Plotting#

A selection of plotting routines for Granule Explorer output data.

Outline#

We provide a number of routines for visualing the data stored in “aggregate_hittings.h5”. These include various 1 and 2D histograms, quartile plots and error estimates.

flickerprint.analysis.plotting.histogram2D(plot_column, plot_title, plot_row, row_title, granule_data, group_by='experiment', plot_group='As', column_nbins=20, row_nbins=20, legend=True, log_scaleX=True, log_scaleY=True, save_png=True, out_dir='/tmp/', plot_data: bool = False) Tuple[figure, DataFrame]#

A 2D histogram plot to visuale correlations between parameters. If it looks too sparse, (not enough points per bin) use scatter_plot instead.

Parameters:
  • plot_column (str) – The name of the column in [granule_data] to be binned along the y-axis

  • plot_title (str) – The label for the y-axis

  • plot_row (str) – The name of the column in [granule_data] to be binned along the x-axis

  • plot_row – The label for the y-axis

  • granule_data (Pandas dataframe) – The granule data for the plot, see the section in the Docs on “aggregate_fitting.h5” for the format required of the dataframe

  • group_by (str) – The name of the column in [granule_data] which will be used to group the data before plotting.
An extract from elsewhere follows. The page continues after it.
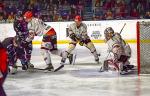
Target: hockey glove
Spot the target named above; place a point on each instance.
(73, 37)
Only granules with a value of [plot_group] in this column will be plotted

  • plot_group (anything) – The value in [group_by] of granules that should be plotted

  • column_nbins (int) – The number of bins along the column axis

  • row_nbins (int) – The number of bins along the row axis

  • legend (bool) – Add a legend to the plot or not

  • x_log_scale (bool) – Set x axis to a log scale if true

  • y_log_scale (bool) – Set y axis to a log scale if true

  • save_png (bool) – Saves the figure to a png in [out_dir] if true

  • out_dir (str) – The path that the output figure should be saved to

  • Outputs

  • -------

  • true (Figure to [out_dir] if [save_file] is)

Return type:

A matplotlib figure

flickerprint.analysis.plotting.overlap_hist(plot_column, plot_label, granule_data: ~pandas.core.frame.DataFrame, plot_errors=None, group_by='experiment', n_bins=20, agg=<function gmean>, density=False, legend=False, log_scale=True, quiet: bool = True, save_png=True, out_dir='/tmp/', plot_data: bool = False) Tuple[figure, DataFrame]#

Draw overlapping histograms of [plot_column], split by [group_by].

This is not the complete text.